John's answer was plain and pungent, "I will tell you what you ask, and more. (John was always liberal!) I? I am nobody, but ye and your masters are a generation of vipers." A good hot curry, that! John never served his curries with butter sauce, but he was always very liberal with chutney—a man of God—no sugar plum nor Chocolate Soldier he!
Thus also he faced Herod after six months in an underground dungeon, and he a man of "God's Open-air Mission". Brought straight in before the king; surrounded with all the might and majesty of camp and court; blinking at the unaccustomed sight of light, but by no means putting blinkers on the truth, he blurted out his hot and thunderous rebuke, "Thou shalt not have that woman to be thy wife."

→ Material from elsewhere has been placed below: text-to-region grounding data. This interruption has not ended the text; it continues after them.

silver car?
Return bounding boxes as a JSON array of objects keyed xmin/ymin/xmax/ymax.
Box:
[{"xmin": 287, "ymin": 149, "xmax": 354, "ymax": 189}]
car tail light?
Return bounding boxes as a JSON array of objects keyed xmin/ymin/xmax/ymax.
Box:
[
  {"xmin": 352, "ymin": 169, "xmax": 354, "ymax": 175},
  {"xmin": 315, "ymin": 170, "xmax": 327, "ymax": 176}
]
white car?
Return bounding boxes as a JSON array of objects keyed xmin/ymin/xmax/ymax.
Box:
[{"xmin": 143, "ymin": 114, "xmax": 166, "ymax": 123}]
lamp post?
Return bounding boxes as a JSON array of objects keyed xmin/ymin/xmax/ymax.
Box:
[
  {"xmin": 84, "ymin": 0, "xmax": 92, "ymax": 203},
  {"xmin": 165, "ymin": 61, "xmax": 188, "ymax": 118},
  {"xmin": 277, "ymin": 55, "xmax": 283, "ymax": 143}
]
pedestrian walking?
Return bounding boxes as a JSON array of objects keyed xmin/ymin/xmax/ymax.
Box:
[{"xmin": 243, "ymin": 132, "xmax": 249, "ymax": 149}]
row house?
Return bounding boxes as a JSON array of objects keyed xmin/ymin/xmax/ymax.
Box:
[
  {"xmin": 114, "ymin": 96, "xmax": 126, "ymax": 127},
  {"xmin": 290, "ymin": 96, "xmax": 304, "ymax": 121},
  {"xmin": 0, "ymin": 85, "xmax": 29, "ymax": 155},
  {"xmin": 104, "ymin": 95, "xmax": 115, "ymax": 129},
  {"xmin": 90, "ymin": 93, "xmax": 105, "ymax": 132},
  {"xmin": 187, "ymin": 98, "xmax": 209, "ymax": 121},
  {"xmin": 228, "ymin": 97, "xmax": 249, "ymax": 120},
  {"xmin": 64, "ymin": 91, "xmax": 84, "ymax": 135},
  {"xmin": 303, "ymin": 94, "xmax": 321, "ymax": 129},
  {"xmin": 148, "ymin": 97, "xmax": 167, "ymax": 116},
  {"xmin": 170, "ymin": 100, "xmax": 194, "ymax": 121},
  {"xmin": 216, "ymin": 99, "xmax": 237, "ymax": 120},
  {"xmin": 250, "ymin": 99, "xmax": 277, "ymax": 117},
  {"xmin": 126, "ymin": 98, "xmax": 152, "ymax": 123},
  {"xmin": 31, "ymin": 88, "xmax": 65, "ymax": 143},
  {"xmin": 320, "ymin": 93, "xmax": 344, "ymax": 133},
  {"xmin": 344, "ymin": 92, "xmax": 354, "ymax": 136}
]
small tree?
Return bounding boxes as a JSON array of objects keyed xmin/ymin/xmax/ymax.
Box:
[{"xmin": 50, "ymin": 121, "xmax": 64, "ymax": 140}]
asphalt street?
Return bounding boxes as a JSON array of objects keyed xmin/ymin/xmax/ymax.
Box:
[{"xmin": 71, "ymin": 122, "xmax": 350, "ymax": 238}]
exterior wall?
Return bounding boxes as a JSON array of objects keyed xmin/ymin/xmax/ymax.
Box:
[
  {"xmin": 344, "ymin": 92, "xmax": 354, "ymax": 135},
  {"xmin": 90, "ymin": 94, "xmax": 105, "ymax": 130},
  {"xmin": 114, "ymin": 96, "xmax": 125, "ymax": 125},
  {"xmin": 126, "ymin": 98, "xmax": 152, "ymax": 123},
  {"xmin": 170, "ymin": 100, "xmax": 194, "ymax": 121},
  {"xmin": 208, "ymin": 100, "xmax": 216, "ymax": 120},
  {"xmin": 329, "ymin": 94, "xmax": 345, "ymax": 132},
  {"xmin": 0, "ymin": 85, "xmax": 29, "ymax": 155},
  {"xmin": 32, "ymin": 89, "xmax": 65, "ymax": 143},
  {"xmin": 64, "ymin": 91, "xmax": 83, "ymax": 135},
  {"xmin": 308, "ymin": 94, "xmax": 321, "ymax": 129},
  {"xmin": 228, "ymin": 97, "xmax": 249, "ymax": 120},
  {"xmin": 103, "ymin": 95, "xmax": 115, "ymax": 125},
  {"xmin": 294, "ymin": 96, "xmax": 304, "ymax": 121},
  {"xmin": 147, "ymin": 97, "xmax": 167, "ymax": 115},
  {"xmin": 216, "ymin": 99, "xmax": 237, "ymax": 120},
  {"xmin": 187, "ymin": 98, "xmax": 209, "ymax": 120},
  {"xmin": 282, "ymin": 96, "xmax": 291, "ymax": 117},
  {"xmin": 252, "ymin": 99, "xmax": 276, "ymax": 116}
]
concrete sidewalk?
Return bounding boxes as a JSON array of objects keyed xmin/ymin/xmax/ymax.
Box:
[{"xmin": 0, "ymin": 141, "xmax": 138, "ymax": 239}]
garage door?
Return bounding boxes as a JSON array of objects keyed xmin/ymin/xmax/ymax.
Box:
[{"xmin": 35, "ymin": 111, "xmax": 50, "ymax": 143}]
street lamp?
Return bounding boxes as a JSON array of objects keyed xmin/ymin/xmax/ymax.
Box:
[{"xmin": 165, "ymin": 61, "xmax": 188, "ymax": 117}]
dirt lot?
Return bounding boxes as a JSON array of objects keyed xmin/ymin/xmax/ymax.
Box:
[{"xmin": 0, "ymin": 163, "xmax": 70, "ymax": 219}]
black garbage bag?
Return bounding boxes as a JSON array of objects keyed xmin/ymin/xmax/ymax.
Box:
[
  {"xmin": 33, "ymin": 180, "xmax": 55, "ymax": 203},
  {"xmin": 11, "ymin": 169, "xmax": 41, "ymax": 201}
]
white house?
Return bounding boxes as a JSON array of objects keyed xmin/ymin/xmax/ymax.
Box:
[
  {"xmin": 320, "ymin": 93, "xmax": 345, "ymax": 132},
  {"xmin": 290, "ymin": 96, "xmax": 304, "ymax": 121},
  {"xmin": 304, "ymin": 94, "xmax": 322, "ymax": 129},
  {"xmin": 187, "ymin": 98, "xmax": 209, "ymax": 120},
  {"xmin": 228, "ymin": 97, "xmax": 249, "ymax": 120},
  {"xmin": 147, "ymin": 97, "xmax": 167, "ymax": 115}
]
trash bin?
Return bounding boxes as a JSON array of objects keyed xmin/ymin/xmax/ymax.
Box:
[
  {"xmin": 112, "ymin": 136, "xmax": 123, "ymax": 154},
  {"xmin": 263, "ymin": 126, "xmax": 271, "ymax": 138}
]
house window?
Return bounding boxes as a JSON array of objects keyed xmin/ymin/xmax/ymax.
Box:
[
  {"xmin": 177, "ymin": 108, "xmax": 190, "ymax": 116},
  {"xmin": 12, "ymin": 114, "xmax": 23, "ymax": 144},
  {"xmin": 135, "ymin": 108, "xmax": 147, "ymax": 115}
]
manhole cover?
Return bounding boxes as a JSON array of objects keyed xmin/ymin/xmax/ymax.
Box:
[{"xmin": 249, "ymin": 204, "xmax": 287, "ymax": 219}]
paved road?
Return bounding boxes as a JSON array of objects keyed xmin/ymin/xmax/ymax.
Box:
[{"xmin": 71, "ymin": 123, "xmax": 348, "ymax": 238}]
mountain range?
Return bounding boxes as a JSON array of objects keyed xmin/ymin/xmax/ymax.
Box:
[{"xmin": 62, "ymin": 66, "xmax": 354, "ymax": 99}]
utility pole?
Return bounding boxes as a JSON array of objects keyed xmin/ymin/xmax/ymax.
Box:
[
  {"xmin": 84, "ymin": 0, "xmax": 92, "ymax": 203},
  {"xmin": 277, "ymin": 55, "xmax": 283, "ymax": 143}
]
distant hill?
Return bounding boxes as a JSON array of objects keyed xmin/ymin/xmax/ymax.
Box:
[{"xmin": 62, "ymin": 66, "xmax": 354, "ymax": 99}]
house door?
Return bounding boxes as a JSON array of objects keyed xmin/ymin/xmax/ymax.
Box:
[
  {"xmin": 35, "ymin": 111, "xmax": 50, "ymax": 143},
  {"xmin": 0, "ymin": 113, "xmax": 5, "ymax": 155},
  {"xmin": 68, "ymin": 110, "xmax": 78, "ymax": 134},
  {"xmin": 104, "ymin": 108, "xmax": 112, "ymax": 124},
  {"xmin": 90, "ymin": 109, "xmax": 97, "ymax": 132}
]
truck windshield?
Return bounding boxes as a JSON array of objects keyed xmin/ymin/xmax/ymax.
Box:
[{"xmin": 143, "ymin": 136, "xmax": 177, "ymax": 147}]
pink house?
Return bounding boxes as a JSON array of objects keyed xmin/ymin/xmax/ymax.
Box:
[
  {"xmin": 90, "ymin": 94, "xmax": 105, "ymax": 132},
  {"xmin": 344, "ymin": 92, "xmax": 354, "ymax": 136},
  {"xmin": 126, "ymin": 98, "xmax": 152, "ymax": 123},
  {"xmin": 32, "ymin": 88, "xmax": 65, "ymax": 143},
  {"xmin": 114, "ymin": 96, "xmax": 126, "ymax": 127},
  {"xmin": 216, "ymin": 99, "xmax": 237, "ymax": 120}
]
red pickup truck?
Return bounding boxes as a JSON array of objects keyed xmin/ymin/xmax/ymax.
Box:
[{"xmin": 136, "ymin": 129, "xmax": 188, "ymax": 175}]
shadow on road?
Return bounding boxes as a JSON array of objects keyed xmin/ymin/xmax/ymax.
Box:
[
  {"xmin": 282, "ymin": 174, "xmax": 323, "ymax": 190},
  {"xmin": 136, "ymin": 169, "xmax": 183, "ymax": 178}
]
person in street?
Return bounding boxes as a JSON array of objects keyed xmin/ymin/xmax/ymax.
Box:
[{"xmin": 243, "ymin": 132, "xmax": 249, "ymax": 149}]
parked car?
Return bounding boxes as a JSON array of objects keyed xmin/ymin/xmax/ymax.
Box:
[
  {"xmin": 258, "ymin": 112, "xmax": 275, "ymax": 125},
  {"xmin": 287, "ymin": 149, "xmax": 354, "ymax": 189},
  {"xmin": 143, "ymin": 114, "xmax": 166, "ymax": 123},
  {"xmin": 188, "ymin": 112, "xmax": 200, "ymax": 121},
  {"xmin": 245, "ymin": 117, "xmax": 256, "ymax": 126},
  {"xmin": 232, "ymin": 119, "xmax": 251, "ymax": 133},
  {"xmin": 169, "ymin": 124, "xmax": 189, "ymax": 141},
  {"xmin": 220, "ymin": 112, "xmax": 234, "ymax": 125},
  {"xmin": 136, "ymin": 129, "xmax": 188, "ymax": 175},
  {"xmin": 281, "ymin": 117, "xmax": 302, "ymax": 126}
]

A whole sermon in one sentence, as easy to remember as impossible to forget. John had preached like that before; like Hugh Latimer, he was not above repeating a good sermon to a king, word for word, when the king had not given sufficient heed to it.
John received the unique distinction of a first-class character from both God and the agent of the devil. Hark to the Savior indulging in an outburst of exquisite sarcasm, "What think ye of John? A reed shaken by the wind? A man clothed in soft raiment?" A Chocolate Christian? (How delicious! The Chocolates were right in front of Jesus at the time—Pharisees, Sadducees, priests, scribes, lawyers, and other hypocrites. How the crowd must have enjoyed it!)
"A prophet? Nay, much more than a prophet! Of men born of women there is none greater than John" (Luke 7:28). And what did the devil's agent say when, after John's death, he heard of Jesus? "This," I tell you, "is John risen from the dead."
What a character! Fancy Jesus being mistaken for anyone! He could have been mistaken only for John. Nobody envies him the well-deserved honour, great though it was, for John was a man—pure granite right through, with not a grain of chocolate in him.
Had John but heard Jesus say, "Ye shall be My witnesses unto the uttermost parts of the earth," I very much doubt if Herod's dungeon, or his soldiers, could have detained him. He surely would have found some means of escape, and run off to preach Christ's Gospel, if not in the very heart of Africa, then in some more difficult and dangerous place.
Yet Christ said, referring to His subsequent gift of the Holy Ghost to every believer, "He that is least in the kingdom of God is greater than he," intimating that even greater powers than those of John are at the disposal of every Christian, and that what John was, each one of us can be—good, straight, bold, unconquerable, heroic.